JudgmentAPIError:Exception

Raised when a dataset with the same name already exists in the project and overwrite=False. See JudgmentAPIError for details.


Static Method

Dataset.get()

Retrieve a dataset from the Judgment platform by its name and project name.

Dataset.get(
  name: str,
  project_name: str
)

Parameters

namerequired:str
The name of the dataset to retrieve.
Example: "my_dataset"
project_namerequired:str

The name of the project where the dataset is stored.

Example: "default_project"

Returns

A Dataset instance for further operations.

Example

retrieve_dataset.py
from judgeval.dataset import Dataset

dataset = Dataset.get(
  name="qa_dataset",
  project_name="default_project",
)

print(dataset.examples)

add_examples()

Add Examples to the dataset once you have created or retrieved it.
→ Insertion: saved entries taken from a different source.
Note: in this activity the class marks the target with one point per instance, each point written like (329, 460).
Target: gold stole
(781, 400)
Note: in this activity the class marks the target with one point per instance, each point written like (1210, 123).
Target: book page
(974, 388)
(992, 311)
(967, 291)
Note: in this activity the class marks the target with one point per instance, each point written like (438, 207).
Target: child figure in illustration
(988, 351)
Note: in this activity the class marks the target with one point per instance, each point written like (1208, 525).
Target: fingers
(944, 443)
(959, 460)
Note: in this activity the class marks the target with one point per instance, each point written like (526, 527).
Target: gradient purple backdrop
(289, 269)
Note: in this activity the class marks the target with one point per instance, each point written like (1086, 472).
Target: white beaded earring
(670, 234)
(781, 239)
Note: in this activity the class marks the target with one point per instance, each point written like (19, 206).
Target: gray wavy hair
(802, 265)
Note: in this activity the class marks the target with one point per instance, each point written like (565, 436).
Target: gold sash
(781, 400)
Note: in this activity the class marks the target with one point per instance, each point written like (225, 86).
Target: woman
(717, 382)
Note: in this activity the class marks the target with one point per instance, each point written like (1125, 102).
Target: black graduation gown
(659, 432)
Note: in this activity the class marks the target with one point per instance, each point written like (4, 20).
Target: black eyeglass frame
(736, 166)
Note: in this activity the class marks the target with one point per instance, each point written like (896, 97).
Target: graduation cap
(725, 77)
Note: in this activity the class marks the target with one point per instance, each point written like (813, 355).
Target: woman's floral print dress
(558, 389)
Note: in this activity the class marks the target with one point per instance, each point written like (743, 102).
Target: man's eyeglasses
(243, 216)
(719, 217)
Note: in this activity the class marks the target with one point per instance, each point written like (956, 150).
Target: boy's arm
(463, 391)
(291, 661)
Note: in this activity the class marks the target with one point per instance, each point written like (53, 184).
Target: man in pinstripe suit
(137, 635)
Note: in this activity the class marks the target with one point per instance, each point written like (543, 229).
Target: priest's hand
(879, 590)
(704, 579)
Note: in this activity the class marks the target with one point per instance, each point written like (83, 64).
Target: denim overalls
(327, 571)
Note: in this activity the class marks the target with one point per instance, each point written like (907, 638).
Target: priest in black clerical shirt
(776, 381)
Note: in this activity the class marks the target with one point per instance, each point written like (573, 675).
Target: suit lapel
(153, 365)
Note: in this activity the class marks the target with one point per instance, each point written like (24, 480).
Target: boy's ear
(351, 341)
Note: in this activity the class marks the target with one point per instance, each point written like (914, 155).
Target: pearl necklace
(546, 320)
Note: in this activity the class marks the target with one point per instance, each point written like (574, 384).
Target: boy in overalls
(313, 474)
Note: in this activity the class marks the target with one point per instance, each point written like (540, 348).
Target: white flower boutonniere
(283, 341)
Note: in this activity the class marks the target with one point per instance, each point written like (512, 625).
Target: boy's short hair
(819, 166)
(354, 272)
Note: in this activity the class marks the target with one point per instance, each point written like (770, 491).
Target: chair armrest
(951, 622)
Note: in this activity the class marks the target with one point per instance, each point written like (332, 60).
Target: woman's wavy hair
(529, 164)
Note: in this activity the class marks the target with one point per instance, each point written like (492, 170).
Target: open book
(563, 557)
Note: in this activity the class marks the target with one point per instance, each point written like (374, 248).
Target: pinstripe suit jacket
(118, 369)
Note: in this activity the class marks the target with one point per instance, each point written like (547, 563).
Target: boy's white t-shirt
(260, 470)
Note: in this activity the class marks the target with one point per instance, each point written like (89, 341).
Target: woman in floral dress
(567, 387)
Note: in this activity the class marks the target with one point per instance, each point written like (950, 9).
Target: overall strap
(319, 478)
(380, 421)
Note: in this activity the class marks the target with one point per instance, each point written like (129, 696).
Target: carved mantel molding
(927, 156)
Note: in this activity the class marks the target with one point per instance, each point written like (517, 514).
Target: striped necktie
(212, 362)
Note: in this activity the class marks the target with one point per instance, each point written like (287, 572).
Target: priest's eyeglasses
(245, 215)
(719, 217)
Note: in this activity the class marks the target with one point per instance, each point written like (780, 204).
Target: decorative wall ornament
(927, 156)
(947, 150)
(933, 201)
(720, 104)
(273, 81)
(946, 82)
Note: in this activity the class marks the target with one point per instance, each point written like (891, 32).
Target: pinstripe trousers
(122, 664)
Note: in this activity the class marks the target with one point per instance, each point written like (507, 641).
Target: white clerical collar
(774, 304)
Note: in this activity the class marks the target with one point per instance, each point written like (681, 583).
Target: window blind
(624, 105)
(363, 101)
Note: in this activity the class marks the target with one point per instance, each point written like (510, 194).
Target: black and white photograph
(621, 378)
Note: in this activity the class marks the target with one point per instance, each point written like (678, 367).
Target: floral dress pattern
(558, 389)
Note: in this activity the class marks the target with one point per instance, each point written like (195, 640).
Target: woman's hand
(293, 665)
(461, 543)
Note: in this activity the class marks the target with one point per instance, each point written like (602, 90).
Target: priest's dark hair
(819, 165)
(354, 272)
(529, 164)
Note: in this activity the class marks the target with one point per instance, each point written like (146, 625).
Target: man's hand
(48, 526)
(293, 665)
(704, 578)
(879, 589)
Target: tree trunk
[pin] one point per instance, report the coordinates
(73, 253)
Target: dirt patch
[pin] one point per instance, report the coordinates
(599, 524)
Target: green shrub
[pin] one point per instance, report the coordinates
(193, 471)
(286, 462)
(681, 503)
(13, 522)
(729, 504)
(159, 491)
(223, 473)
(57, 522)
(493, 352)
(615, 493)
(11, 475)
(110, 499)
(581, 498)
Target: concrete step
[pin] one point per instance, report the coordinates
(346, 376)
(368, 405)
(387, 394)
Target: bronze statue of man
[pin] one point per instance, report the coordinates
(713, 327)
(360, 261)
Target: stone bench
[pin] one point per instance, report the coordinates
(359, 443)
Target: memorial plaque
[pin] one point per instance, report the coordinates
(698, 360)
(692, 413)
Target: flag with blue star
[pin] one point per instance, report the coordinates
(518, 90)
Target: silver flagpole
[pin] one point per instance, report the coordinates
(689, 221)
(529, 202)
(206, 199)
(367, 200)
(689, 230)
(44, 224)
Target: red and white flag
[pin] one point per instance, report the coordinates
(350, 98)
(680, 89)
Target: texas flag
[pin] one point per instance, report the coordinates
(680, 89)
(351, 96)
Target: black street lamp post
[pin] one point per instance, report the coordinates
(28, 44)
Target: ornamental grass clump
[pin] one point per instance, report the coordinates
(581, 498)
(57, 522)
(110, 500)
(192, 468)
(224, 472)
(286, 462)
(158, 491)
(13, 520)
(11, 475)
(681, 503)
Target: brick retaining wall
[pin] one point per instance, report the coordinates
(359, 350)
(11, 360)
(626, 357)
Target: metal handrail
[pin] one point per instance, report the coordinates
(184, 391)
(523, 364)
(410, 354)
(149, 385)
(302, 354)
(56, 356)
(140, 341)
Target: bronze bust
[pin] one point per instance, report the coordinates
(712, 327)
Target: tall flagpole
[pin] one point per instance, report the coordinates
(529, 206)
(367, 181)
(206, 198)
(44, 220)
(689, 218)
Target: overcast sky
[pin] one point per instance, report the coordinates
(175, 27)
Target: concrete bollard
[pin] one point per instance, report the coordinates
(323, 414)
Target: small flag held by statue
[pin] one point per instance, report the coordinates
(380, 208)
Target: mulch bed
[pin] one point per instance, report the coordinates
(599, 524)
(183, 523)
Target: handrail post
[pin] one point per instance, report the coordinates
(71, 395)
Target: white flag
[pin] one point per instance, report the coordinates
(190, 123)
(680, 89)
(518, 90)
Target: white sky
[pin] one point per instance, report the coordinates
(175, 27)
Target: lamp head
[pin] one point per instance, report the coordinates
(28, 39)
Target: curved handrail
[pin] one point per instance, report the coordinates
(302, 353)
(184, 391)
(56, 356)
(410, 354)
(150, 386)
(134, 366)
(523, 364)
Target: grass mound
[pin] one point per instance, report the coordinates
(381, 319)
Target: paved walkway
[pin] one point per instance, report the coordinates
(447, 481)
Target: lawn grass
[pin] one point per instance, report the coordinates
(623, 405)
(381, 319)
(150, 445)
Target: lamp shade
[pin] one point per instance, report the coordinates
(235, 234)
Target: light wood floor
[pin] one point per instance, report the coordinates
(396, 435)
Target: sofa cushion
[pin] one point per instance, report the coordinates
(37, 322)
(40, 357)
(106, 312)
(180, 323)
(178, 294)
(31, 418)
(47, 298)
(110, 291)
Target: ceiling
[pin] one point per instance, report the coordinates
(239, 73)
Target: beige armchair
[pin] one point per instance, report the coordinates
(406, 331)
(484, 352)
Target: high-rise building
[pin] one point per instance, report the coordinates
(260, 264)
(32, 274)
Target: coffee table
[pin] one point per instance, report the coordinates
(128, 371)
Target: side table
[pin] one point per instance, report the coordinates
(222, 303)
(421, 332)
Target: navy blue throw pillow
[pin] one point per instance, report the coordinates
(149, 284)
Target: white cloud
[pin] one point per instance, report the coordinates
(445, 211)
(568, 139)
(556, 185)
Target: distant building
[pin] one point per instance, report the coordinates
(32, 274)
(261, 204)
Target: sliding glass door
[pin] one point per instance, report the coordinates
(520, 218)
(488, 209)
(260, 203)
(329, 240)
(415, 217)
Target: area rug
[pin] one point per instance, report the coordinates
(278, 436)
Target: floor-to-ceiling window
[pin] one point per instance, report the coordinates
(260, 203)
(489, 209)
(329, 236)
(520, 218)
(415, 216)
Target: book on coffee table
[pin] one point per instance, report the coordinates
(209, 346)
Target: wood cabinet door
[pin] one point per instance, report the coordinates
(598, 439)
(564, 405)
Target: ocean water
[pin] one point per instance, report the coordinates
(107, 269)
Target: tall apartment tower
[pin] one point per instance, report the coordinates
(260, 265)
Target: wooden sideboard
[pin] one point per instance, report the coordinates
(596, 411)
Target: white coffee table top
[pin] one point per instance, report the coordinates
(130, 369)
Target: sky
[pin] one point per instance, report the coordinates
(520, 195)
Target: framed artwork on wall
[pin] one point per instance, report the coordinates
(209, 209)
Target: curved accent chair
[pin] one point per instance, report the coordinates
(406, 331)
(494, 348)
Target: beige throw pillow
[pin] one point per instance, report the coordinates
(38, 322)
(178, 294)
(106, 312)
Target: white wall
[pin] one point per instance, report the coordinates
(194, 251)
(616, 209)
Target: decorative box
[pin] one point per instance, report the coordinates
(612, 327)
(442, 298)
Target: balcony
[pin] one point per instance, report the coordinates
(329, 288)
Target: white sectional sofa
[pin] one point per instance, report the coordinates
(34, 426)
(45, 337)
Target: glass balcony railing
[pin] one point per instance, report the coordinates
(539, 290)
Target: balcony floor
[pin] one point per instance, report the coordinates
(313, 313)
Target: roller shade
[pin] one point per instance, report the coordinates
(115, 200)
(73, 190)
All instance methods of Dataset automatically update the dataset and push changes to the Judgment platform.

dataset.add_examples(
  examples: List[Example]
)

Parameters

examplesrequired:List[Example]
List of examples to add to the dataset.

Returns

True if examples were added successfully.

Example

add_examples.py
from judgeval.dataset import Dataset
from judgeval.data import Example

dataset = Dataset.get(
  name="qa_dataset",
  project_name="default_project",
)

example = Example(input="Sample question?", output="Sample answer.")

dataset.add_examples(examples=[example])

Return Types

Dataset

The Dataset object contains the following properties:

namereadonly:str
The name of the dataset
project_namereadonly:str

The project name where the dataset is stored

examplesreadonly:List[Example]

List of examples contained in the dataset. See Example for details on the structure.

tracesreadonly:List[Trace]

List of traces contained in the dataset (if any).

idreadonly:str

Unique identifier for the dataset on the Judgment platform